Mórdechai beloond
1 Op diezelfde dag gaf de koning Ahasvéros aan de koningin Esther het huis van Haman, de vijand der Joden; en Mórdechai kwam voor het aangezicht van de koning, want Esther had te kennen gegeven, wat hij voor haar was.
2 En de koning deed zijn ring af, die hij van Haman genomen had, en gaf hem aan Mórdechai; en Esther stelde Mórdechai over het huis van Haman.
3 En Esther sprak verder voor het aangezicht van de koning, en zij viel voor zijn voeten, en zij weende, en zij smeekte hem, dat hij de boosheid van Haman, de Agagiet, en zijn gedachte, die hij tegen de Joden gedacht had, zou wegnemen.
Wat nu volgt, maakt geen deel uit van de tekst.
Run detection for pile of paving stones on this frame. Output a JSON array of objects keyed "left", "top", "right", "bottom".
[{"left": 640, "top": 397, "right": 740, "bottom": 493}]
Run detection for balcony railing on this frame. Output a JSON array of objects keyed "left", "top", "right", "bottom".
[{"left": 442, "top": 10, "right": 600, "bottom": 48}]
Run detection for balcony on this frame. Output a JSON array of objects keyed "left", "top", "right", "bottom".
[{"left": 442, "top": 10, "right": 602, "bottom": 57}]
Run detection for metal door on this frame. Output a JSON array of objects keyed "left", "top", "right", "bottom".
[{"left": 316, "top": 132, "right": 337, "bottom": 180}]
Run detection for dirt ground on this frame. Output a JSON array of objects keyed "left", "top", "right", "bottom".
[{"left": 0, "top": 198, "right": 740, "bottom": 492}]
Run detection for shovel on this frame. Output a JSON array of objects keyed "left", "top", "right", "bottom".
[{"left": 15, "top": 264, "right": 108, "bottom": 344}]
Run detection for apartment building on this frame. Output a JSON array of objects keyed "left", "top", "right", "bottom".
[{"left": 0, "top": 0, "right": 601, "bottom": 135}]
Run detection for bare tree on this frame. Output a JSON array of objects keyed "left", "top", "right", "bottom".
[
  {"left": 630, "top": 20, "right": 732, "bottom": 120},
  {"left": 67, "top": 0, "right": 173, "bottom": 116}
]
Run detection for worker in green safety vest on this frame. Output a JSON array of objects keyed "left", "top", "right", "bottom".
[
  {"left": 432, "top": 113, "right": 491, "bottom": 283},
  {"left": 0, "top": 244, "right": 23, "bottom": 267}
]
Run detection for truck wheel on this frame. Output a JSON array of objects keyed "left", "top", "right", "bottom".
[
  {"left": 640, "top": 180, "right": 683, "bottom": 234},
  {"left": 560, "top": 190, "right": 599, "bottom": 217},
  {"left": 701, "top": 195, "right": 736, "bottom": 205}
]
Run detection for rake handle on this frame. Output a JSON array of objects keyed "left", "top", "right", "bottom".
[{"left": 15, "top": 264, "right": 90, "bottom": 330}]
4 De koning nu reikte de gouden scepter Esther toe. Toen rees Esther op, en zij stond voor het aangezicht van de koning.
5 En zij zeide: Indien het de koning goeddunkt, en indien ik genade voor zijn aangezicht gevonden heb en deze zaak voor de koning recht is, en ik in zijn ogen aangenaam ben, dat er geschreven worde, dat de brieven en de gedachte van Haman, de zoon van Hammedátha, de Agagiet, herroepen worden, die hij geschreven heeft, om de Joden om te brengen, die in al de landschappen van de koning zijn.
6 Want hoe zal ik kunnen aanzien het kwaad, dat mijn volk treffen zal? En hoe zal ik kunnen aanzien het verderf van mijn geslacht?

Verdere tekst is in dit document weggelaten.